«Море, ты меня слышишь, слышишь?
Проснись! Не бросай меня этой холодной зимой.
Море, а ты мне письма пишешь?
Пишешь? Но не доходят они домой…»
Иосиф Бродский
Прежние догадки, высказанные в книге «Ледоколы, события, люди», об утерянных тетрадях с нерегулярными дневниками главного механика Михаила Филипповича Ляхоцкого полностью подтвердились: как и предполагалось, их обнаружили при переезде со старой квартиры на новую. Чем не свидетельство известной истины: «Подальше положишь – поближе возьмешь», – если, конечно, не забудешь, куда положил. Хотя, на первый взгляд, они находились не в таком уж секретном месте, наверняка рядом с ними неоднократно суетились руки домочадцев, но «замылившийся» глаз иногда не видит даже того, что находится непосредственно перед ним, не останавливаясь на приевшейся привычной обстановке. Так уж получилось: поздние записи оказались опубликованы раньше самых первых – не что иное, как «шиворот-навыворот», но от этого они не стали менее интересными.

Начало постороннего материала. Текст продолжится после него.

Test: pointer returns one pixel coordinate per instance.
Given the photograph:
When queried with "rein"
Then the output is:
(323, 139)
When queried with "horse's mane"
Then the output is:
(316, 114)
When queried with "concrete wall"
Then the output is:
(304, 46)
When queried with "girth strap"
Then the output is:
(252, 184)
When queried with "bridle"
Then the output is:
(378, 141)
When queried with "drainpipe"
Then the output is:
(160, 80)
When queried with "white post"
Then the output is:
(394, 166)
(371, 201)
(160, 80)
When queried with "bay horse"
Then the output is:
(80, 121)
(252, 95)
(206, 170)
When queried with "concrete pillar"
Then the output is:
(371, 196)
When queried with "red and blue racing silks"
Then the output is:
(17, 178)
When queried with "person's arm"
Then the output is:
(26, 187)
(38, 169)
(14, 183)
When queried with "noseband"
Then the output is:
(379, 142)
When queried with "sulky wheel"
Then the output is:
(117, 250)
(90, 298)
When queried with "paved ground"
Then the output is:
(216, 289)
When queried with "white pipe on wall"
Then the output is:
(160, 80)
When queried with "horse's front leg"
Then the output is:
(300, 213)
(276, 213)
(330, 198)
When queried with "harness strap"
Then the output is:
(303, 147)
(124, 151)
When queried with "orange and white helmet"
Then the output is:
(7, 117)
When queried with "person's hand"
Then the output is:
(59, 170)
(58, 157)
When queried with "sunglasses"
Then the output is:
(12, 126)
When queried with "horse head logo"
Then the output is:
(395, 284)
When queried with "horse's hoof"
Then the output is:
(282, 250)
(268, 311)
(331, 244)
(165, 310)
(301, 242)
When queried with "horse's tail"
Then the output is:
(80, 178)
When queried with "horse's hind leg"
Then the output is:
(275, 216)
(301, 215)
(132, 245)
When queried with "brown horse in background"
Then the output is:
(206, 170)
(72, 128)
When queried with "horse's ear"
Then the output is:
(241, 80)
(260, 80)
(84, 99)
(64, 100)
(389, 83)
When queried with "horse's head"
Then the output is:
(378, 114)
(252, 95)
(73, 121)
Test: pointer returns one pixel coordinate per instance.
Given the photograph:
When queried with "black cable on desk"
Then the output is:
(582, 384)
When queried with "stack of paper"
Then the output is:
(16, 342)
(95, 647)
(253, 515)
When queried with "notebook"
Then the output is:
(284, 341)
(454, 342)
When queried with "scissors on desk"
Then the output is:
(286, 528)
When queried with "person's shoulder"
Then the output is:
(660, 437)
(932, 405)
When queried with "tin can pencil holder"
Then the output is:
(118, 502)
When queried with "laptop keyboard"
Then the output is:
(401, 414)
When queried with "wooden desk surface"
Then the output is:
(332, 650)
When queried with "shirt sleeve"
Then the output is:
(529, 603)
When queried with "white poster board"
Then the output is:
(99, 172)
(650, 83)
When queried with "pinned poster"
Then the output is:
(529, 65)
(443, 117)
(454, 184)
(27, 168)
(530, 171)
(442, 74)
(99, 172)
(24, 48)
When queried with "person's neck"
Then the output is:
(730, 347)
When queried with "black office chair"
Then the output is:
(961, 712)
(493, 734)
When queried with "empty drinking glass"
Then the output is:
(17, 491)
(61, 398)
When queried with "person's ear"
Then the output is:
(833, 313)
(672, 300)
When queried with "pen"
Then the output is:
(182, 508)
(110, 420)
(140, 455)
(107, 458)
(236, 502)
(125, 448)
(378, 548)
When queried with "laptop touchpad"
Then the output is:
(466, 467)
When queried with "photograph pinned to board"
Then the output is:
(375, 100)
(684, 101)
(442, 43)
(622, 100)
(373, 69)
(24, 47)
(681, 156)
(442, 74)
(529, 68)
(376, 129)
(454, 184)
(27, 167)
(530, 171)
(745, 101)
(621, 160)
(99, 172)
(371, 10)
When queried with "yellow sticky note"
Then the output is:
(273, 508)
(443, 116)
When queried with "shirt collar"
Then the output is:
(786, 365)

С них-то и начинается объемное повествование, состоящее из периодических, но в какой-то степени регулярных записей, которые становятся все уверенней, расширяя круг наблюдений, постепенно уходя от описаний чисто должностных обязанностей и работ, с ними связанных, к более широким и объемлющим. Начало записям было положено в 1958 году, когда минуло всего лишь два года после ошеломившего всю страну доклада Хрущева на ХХ съезде партии о культе личности Сталина. Но, по большому счету, мало что изменилось за какие-то два года, особенно на дальних окраинах страны: в своем большинстве законы и порядки оставались прежними, как и их исполнители в своем подавляющем большинстве тоже не поменялись – известно, что «черного кобеля не отмоешь добела». Да и сознание людей во многом оставалось прежним: изменить его за два года – что-то из области фантастики, люди были запуганы десятилетиями репрессий, и прошедшая война не добавила уверенности в скором улучшении жизненного уровня. На своем веку им пришлось многое пережить, и временные послабления многими понимались всего лишь как передышка перед очередным закручиванием гаек. Народ все еще продолжал жить «под собою не чуя страны», по меткому выражению Осипа Мандельштама, которое стоило ему жизни, едва лишь он упомянул «кремлевского горца».
Большинство пришлого населения Камчатки и Сахалина составляли самые разнообразные «элементы», начиная от отъявленных уголовников до известных ученых и творческих людей, мыслящих совершенно по-другому, в отличие от своих коллег по несчастью. В своем большинстве они сами вербовались на немногочисленные окраинные предприятия, почуяв, что земля под ними начинает гореть и ареста можно ожидать со дня на день, а за тысячи километров их не найдут, да и искать не будут. Дальше ведь ссылать некуда: можно было бы на Аляску, но она уже более 80 лет как продана заклятым капиталистам, за что и по сей день ярые малограмотные «патриоты» клянут императора всероссийского Александра Второго, не зная политической подоплеки того времени. Впрочем, громадные просторы Чукотки с ее главной рекой Колымой, ставшей своего рода «всепожирающим молохом» в сознании миллионов граждан, как и вся большая Якутия, позволяли «упаковывать» все те же миллионы соотечественников. Да и климат здесь был покруче аляскинского. Что говорить о населении Страны Советов: на ее громадной территории можно без тесноты разместить все китайское население – места хватит для всех.